Na carta e no panfleto se vê que a plataforma do candidato a vereador apresenta apenas que ele é um espírita, boa pessoa, que pratica caridade. Qual é a proposta de trabalho dele? Como se posiciona ante os principais problemas e projetos em curso do legislativo municipal? Que exigências o partido faz de seus filiados e por que se filiou ao seu partido? Nem uma palavra.

A questão que mobiliza a candidatura é apenas que ele não se deixará corromper individualmente, o que parece importante, mas é muito pouco em matéria de política.


Penso que dizer-se espírita não qualifica um candidato, e ainda acho que trazer os problemas dos partidos políticos (o que não é o mesmo que problemas sociais) para a esfera dos centros espíritas, traz consigo o risco da manipulação, da divisão entre os membros a partir de ideias políticas, o conflito externo e apaixonado das legendas, o risco do assédio político na esfera individual das microrrelações nas sociedades espíritas e o jogo dos interesses que costumam atrair poderes econômicos e partidários, às vezes meramente instrumentais. 

1.8.12

HISTÓRIA DO CRISTIANISMO


Terminei a leitura do livro "Uma breve história do cristianismo", de Geoffrey Blainey. De fato, ele produziu um texto como historiador, embora seja uma narrativa corrida e sem a indicação de fontes, o que gera alguns pontos polêmicos e outros próprios da leitura do autor. Apesar da busca do lugar terceiro, o autor não consegue deixar de expor-se e posicionar-se, o que é esperado.

O livro é uma deliciosa leitura introdutória para quem se interessa pelo tema. De Jesus a João Paulo II, o autor dedica uma ou duas páginas para um grande número de designações e grupos cristãos e anticristãos, mundo afora. Surpresa agradável foi encontrar uma descrição das ideias de Emmanuel Swedenborg (médium sueco) e de Edward Irving, considerados antecessores do espiritismo por Arthur Conan Doyle.

Allan Kardec, o Evangelho Segundo o Espiritismo e o movimento espírita são uma grande omissão do autor, que chegou a inserir tendências atéias e de articulação entre o marxismo e o cristianismo em seu trabalho. A Teologia da Libertação brasileira é recordada, e os três milhões de espíritas esquecidos. Etnocentrismo do primeiro mundo?
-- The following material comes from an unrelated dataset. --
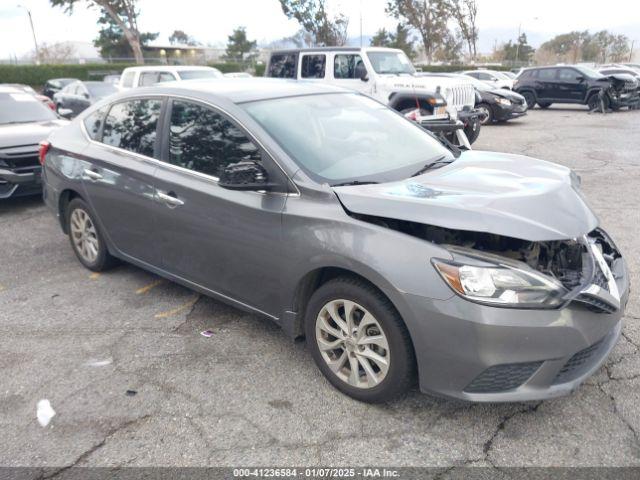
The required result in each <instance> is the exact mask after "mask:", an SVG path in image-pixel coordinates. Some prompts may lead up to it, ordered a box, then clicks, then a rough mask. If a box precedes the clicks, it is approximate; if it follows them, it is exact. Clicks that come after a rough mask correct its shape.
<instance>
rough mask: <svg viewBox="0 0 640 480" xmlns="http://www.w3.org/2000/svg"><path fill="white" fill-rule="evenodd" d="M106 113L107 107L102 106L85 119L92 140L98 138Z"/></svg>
mask: <svg viewBox="0 0 640 480" xmlns="http://www.w3.org/2000/svg"><path fill="white" fill-rule="evenodd" d="M105 113H107V107H102V108H99V109H98V110H96V111H95V112H93V113H92V114H91V115H89V116H88V117H87V118H85V119H84V127H85V129H86V130H87V134H88V135H89V138H91V140H98V138H99V135H100V127H102V120H104V115H105Z"/></svg>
Uma trajetória curiosa do autor é traçar a linha tênue entre o cristianismo e a política. A desconstrução do catolicismo pela revolução francesa, sua expoliação pelos revolucionários e o desrespeito a instituições cristãs como um todo, sem capacidade de distinguir os aliados da nobreza dos servidores do povo como um todo, causam quase indignação.

O autor também tem uma leitura muito diferente da historiografia brasileira com relação aos jesuítas. Foram perseguidos por serem competentes ou por interferirem nos bastidores do poder temporal?

Uma leitura interessante é a recuperação de cada uma das tendências oriundas do movimento protestantes que estão presentes no nosso dia-a-dia. Os Santos dos Últimos dias, a Assembléia de Deus, os Metodistas, os Batistas, o Exército da Salvação, os luteranos, a Torre de Vigia, a Ciência Cristã, os Quakers, todos têm suas origens, principais ideias e percurso esboçados no texto e contextualizados.

O cristianismo é um opositor do capitalismo democrático? Do comunismo? Do fascismo? O tema, apesar de tratado de forma breve, faz parte da proposta da obra. Muitos ativistas políticos ateus de hoje tratam as diversas designações cristãs como adversárias ou inimigas, com intolerância incomum.

Blainey trata também de um assunto curiosíssimo. A crença de ateus e agnósticos no conhecimento considerado científico e tecnológico e sua cegueira quanto às questões do humano, nestas estreitras abordagens epistemológicas do conhecimento. Ele aponta uma certa ingenuidade de propostas como a de Dawkins e a de Hawking e um esquecimento dos episódios negros das guerras mundiais e seu racionalismo anti-humanista.

O livro, apesar de expressar a leitura do autor, lança luz e questões sobre as representações do cristianismo na sociedade, hoje, talvez surpreendendo muitos dos que se encontram identificados com o movimento cristão e ignorantes das ações e concepções de ateus e políticos materialistas. Recomendo a leitura crítica do mesmo.